Many of the older members of our guild remember the unerringly polite, tall, red-headed Australian with the largest collection of bow-ties known to mankind. In the age in which the Essex barrow boys commanded the City, liberally effing and blinding about just about anything, Moff was never heard to utter a single oath on the trading floor.
Eventually he moved from Transcity to the NAB and from there to Schroders, having worked for both of them in Melbourne and in London. In the end, he jumped ship and joined the retail end of the buyside. One man’s loss was another man’s gain.
I HAVE ALWAYS been a tad dismissive of the two subsidiary dollar markets, namely the Canadian and the Australian. I worked for Wood Gundy for a while in the late 1980s. The Canadian investment bank blew up in the Crash of ’87, was rescued by CIBC and eventually subsumed.
Sitting on Gundy’s trading floor in Toronto and hearing a Government of Canada trader say in the morning meeting that “US Treasuries widened against Canadas overnight” imprinted an image of parochialism in my mind that has stayed with me over many years.
Moff was slightly unusual in that he had been trained in the tough school of the money markets and his claim to fame, if you like, was that he found equally smart people in the European supra-sovereign space who understood that Australian bills could be swapped into US dollars for a massive pick-up.
Though he was always as discreet as he was polite – the raw material for the perfect wealth manager – I recall being told that Moff became one of the most significant outlets for Australian short-term sovereign debt into foreign markets. Returning to Melbourne with his London experience, he became something of a Greek among Romans.
On Monday mornings, they have nothing other than their own mind to help them pin the tail on the donkey
SITTING AND CHATTING, Moff let drop an interesting point that I had never thought of before. At certain times of the year when the northern hemisphere is on daylight saving and the southern one isn’t, Sydney and Melbourne are 10 hours ahead of London and 15 hours ahead of New York. When the clocks go the other way, the difference moves to 8 hours and 13 hours respectively. Thus, when it is the winter down under, Moff and his peers just about get to see the last half hour or so of New York’s trading day. In the summer, they are on their own.
So for half the year local traders and investors start the day with no other market open anywhere in the world, other than maybe the wool and sheep carcass exchange in Auckland.

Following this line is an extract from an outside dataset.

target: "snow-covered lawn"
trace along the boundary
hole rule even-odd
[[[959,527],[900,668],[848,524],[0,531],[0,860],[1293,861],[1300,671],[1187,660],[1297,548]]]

On Monday mornings, they have the Friday close from New York but apart from that nothing other than their own mind to help them pin the tail on the donkey while assessing the impact the weekend’s news might have on asset prices during the day to come.
In time, Tokyo comes on stream, followed by Hong Kong, Shanghai and Singapore. But for a few hours the pioneer spirit that helped to build the Lucky Country is called upon as the Aussies step up and go it alone, something that none of the Big Swinging Dicks in London or New York have to do.
Say the S&P mindlessly loses 15 points in the last twenty minutes of trading and then closes on the day’s lows. Does one price an HFT’s computer with a strange algorithm and a fat finger or does one open on a bearish note? Opening the market here requires traders to take proper risks and not the kind that fiddle around with hedges and cross-market arbitrages but plainly and simply take a view and hope that on balance and over the course of a year one is right more often than wrong.
Moff was trained down here and now having a greater understanding of the dilemma facing an Australia-based trader day-in, day-out, I can now appreciate how and why he always seemed so cool and unperturbed while sitting among the excitable Eurobond traders in the City in the 1980s. Now I understand what “yer on yer own, Digger” really means.